Put aside that the IPAB, which Obamacare insulates from judicial review, is an unconstitutional delegation of Congress’s legislative power — a model that, if adopted in spheres of activity beyond health care, would effectively end popular self-governance. As the rising costs driven by our health-care system’s suffocating regulations compound our astronomical debt, pressure is mounting for the IPAB to oversee cost-cutting — i.e., rationing — not only in Medicare but across the whole Obamacare framework. In fact, as Stanley recounts, the bipartisan Simpson-Bowles commission appointed by Obama made just such a recommendation — giving the president political cover to push hard for IPAB expansion. “Once IPAB’s rules govern America’s health-care system as a whole,” Stanley concludes, “we will be most of the way down the road to a British-style single-payer system.”

So how does Obama get all the way down that road? That is where the scheme’s manufactured crisis comes in. Obamacare commands that all Americans purchase health insurance, whether they want it or not. This is essential: If young healthy people refused to buy overpriced, largely superfluous coverage to underwrite the cost of insuring older and sick people, premiums would further skyrocket. As Powerline’s John Hinderaker explains, insurance companies would either have to fold or shift the costs to whatever employer plans still remained. This, in turn, would spur employers to cancel plans, dumping ever more people into the government exchanges.

The individual mandate is what is supposed to prevent that death spiral. There’s just one thing: The individual mandate is legally unenforceable.

Yes, there is a penalty for failing to purchase insurance — starting at $95 or 1 percent of income the first year and rising sharply thereafter.
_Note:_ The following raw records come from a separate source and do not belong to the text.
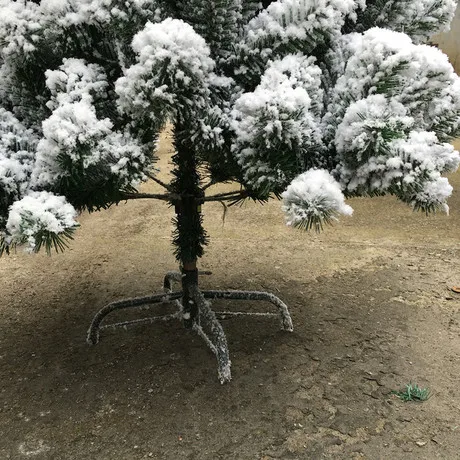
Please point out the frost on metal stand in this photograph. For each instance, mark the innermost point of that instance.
(205, 323)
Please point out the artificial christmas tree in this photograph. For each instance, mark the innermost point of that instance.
(313, 101)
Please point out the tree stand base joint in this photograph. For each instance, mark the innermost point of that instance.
(195, 311)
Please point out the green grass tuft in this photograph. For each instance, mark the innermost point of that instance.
(412, 392)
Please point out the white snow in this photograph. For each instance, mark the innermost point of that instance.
(38, 212)
(173, 70)
(313, 194)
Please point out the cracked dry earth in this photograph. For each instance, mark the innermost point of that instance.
(372, 311)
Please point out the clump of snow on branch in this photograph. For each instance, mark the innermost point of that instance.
(382, 61)
(314, 197)
(406, 94)
(74, 130)
(305, 18)
(310, 22)
(172, 73)
(19, 25)
(16, 155)
(419, 19)
(277, 125)
(36, 216)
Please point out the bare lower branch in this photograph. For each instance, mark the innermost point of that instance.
(209, 184)
(155, 196)
(229, 196)
(159, 182)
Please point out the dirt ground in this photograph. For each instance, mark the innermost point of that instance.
(372, 311)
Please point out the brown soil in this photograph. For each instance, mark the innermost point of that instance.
(372, 311)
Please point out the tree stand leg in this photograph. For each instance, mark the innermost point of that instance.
(196, 313)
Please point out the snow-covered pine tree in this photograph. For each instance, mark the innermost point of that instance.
(313, 101)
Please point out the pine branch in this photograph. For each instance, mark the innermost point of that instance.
(155, 196)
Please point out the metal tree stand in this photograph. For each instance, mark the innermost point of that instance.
(204, 321)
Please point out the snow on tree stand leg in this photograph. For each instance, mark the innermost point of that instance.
(189, 239)
(311, 101)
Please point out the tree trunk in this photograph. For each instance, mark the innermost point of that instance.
(189, 236)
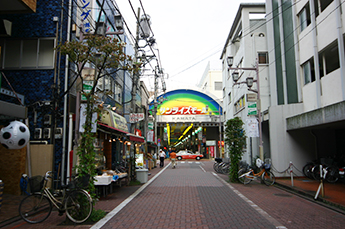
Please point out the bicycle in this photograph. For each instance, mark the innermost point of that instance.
(75, 202)
(264, 175)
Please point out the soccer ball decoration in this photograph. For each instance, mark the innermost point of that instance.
(14, 136)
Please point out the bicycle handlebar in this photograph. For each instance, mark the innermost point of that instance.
(47, 176)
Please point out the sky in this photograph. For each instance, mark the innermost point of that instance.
(189, 34)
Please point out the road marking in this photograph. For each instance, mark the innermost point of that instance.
(256, 207)
(116, 210)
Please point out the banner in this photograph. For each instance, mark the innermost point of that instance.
(136, 117)
(252, 127)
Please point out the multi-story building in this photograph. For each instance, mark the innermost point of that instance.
(246, 46)
(37, 83)
(307, 81)
(211, 82)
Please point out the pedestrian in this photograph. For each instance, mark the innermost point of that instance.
(161, 158)
(173, 158)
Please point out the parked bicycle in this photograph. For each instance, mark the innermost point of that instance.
(75, 202)
(312, 170)
(221, 167)
(265, 175)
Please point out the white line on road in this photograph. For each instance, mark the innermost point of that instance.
(256, 207)
(116, 210)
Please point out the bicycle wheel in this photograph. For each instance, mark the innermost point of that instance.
(240, 172)
(307, 170)
(215, 166)
(226, 169)
(35, 208)
(248, 178)
(78, 206)
(332, 175)
(268, 178)
(316, 172)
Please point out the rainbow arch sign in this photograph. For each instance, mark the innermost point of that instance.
(184, 105)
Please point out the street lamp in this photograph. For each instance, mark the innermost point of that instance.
(249, 81)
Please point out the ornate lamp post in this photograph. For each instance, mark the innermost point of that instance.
(249, 81)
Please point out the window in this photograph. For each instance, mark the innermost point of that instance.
(321, 5)
(27, 54)
(308, 71)
(304, 17)
(240, 104)
(263, 57)
(329, 60)
(118, 93)
(229, 98)
(218, 85)
(324, 4)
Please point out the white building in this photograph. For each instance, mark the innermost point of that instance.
(246, 44)
(211, 82)
(307, 81)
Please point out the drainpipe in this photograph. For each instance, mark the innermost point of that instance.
(65, 102)
(341, 47)
(316, 56)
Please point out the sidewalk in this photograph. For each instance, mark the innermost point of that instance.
(9, 211)
(334, 197)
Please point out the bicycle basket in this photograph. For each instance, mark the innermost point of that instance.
(267, 166)
(36, 183)
(218, 160)
(82, 182)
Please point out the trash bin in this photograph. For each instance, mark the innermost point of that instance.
(142, 175)
(1, 192)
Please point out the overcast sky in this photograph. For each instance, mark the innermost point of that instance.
(189, 34)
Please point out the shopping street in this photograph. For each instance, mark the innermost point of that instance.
(193, 196)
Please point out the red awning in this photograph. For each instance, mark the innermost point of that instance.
(135, 138)
(112, 128)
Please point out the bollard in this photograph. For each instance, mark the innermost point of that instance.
(1, 192)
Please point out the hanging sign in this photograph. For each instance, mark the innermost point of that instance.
(136, 117)
(252, 108)
(252, 128)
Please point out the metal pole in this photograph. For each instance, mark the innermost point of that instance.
(220, 135)
(261, 149)
(135, 76)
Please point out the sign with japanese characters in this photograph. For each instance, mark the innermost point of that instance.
(186, 103)
(85, 14)
(136, 117)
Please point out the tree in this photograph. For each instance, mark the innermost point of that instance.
(106, 55)
(235, 139)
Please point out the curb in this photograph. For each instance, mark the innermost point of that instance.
(321, 201)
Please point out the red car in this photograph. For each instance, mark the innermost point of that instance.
(186, 154)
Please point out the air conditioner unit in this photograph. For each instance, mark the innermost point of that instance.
(38, 133)
(5, 27)
(46, 133)
(58, 133)
(47, 119)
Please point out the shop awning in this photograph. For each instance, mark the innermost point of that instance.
(12, 110)
(110, 128)
(135, 138)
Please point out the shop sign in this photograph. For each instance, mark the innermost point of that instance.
(210, 142)
(150, 125)
(136, 117)
(87, 87)
(252, 108)
(252, 127)
(113, 119)
(150, 136)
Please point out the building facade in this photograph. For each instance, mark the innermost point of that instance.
(307, 81)
(246, 46)
(39, 87)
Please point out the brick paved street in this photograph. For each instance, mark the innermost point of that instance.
(193, 196)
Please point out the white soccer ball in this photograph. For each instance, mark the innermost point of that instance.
(15, 136)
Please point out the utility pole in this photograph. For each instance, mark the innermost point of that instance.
(155, 104)
(135, 76)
But the designers of Obamacare went out of their way to prohibit the IRS from using its usual array of civil and criminal processes (fines, liens, etc.) to confiscate it. The government may only collect the penalty by deducting it from tax refunds — meaning people who prudently structure their tax withholding so that no refund accumulates can avoid paying with impunity.
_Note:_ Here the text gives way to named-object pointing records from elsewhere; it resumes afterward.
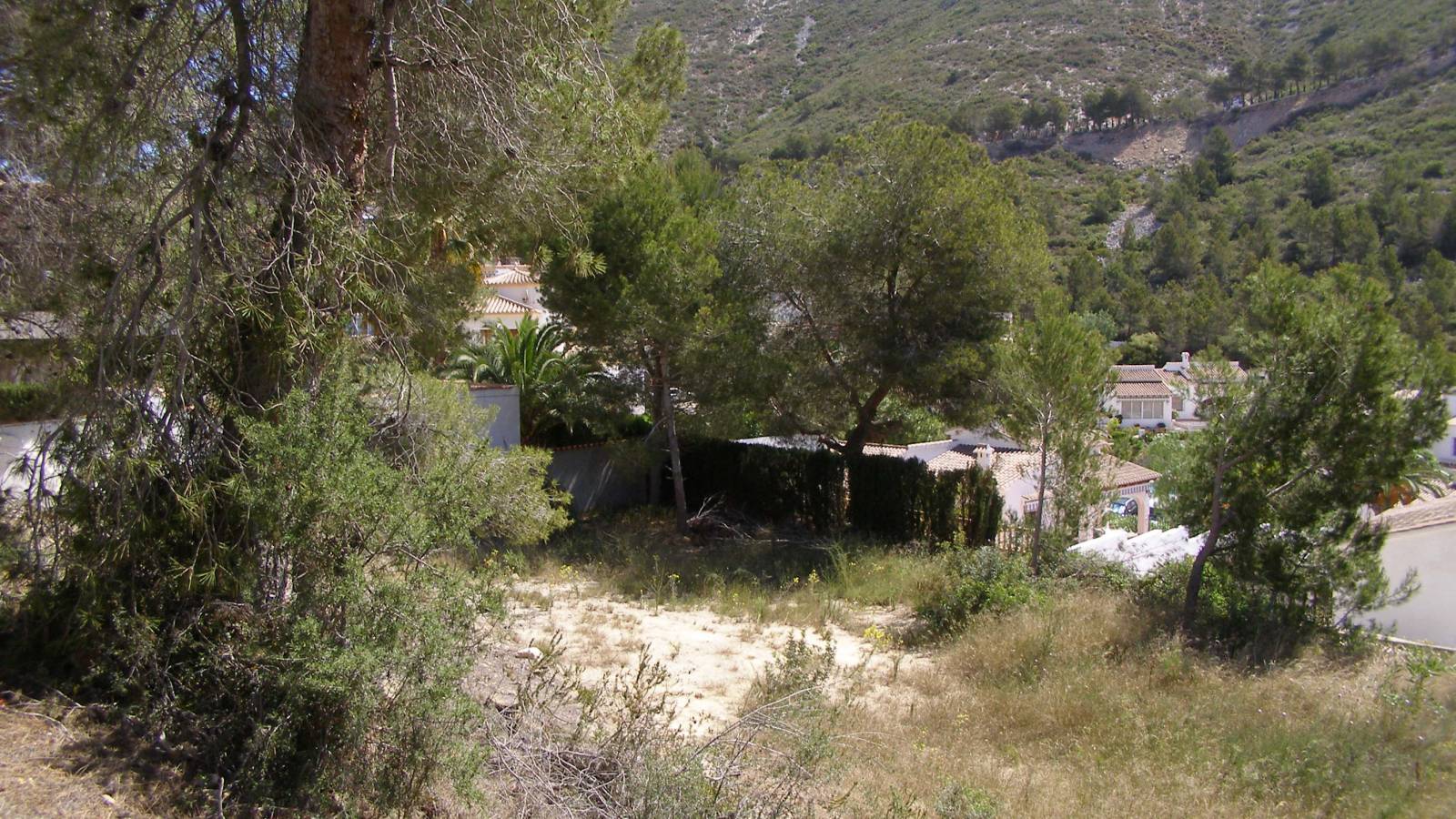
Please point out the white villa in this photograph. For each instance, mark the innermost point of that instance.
(510, 293)
(1158, 397)
(1014, 467)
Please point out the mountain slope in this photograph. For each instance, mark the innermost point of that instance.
(762, 70)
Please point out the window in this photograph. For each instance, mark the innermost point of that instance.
(1135, 410)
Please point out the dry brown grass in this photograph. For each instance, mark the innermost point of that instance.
(1075, 709)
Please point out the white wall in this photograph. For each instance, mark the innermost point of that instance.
(1165, 417)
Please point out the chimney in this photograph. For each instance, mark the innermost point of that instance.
(985, 457)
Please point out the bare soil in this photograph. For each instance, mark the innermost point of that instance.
(713, 661)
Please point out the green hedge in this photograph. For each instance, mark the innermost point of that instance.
(764, 481)
(26, 402)
(895, 499)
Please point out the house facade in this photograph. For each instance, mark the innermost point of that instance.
(1016, 470)
(1140, 397)
(510, 293)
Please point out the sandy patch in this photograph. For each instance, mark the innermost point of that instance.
(43, 773)
(711, 659)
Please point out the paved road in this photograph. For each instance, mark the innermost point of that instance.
(1423, 538)
(16, 440)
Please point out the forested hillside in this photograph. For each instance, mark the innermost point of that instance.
(761, 72)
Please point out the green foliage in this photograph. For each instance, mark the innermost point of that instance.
(893, 261)
(892, 497)
(858, 58)
(320, 671)
(966, 802)
(562, 390)
(798, 669)
(980, 581)
(1239, 618)
(1339, 410)
(903, 500)
(26, 401)
(1218, 149)
(1053, 373)
(1320, 179)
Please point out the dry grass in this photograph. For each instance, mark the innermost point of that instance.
(50, 767)
(1077, 709)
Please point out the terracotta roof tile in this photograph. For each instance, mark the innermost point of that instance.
(1427, 511)
(511, 276)
(497, 305)
(1127, 474)
(1148, 373)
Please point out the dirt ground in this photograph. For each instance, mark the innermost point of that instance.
(711, 659)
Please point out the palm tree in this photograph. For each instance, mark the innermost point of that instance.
(551, 379)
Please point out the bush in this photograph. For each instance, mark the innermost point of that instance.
(893, 497)
(1239, 618)
(22, 402)
(766, 481)
(312, 658)
(980, 581)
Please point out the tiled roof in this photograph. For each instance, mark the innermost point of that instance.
(1426, 511)
(954, 460)
(35, 325)
(1014, 467)
(1127, 474)
(1148, 373)
(1142, 389)
(497, 305)
(511, 276)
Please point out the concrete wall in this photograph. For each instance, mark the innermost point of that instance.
(18, 442)
(1431, 614)
(506, 404)
(602, 477)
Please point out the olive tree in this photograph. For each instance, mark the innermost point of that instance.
(1339, 405)
(885, 268)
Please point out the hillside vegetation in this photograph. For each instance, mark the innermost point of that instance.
(762, 72)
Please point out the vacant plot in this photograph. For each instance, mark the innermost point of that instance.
(1075, 703)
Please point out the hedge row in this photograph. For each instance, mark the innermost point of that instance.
(892, 497)
(764, 481)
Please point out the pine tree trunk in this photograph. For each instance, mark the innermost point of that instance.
(1190, 612)
(865, 420)
(1041, 511)
(673, 450)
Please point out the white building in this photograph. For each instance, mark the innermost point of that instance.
(1016, 470)
(1157, 397)
(510, 293)
(1142, 397)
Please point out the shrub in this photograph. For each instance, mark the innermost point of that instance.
(980, 581)
(798, 669)
(1239, 618)
(22, 402)
(903, 500)
(893, 497)
(965, 802)
(310, 659)
(766, 481)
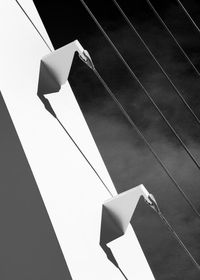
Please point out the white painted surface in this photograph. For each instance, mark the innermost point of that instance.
(72, 193)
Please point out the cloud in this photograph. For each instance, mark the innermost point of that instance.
(128, 160)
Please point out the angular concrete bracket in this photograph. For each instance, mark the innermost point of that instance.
(55, 67)
(116, 216)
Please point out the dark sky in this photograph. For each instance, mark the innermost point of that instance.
(127, 158)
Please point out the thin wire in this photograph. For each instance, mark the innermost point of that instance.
(153, 204)
(141, 85)
(132, 123)
(179, 240)
(175, 40)
(84, 156)
(156, 60)
(33, 25)
(189, 16)
(71, 138)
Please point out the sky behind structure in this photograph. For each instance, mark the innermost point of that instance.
(125, 155)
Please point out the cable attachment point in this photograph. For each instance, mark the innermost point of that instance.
(85, 57)
(152, 203)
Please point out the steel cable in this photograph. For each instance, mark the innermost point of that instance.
(69, 135)
(173, 37)
(156, 60)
Obviously, it would be far less expensive for young people — who are already disproportionately strained by Obama’s no-growth, high-unemployment economy — to opt for a penalty they are not actually required to pay than to purchase prohibitively costly coverage. After all, under Obamacare, they can wait until they are sick to buy “insurance.” That is, Obamacare’s architects consciously created the incentive to destroy the program’s own insurance exchanges.

By the time that problem erupts, private insurance will already be gutted. Coverage requirements will already be dictated by government, as will pricing, with a subsidy structure that builds in progressive wealth redistribution. And doctors will already be beholden to government for patient access, treatment options, record-keeping requirements, and payment. That is, much of the single-payer infrastructure will be in place.

The manufactured financial crisis will be portrayed as a demonstration that exchanges based on the assumption that individuals will take responsibility for their own “private” insurance arrangements do not work. It will be time to solve the crisis by a seamless transition — there’s that word again — to a fully socialized health-care system, now overtly controlled by the government. “Free” health care for everyone — with all the substandard treatment, absurd wait times, and rationing that entails — will be supported by a few “tweaks” to our progressive tax system . . . no more unwieldy, unpredictable premium payments.

That’s the scheme. Or maybe you still believe that if you like your private medical system, you can keep your private medical system, period.

— Andrew C. McCarthy is a senior fellow at the National Review Institute. He is the author, most recently, of Spring Fever: The Illusion of Islamic Democracy.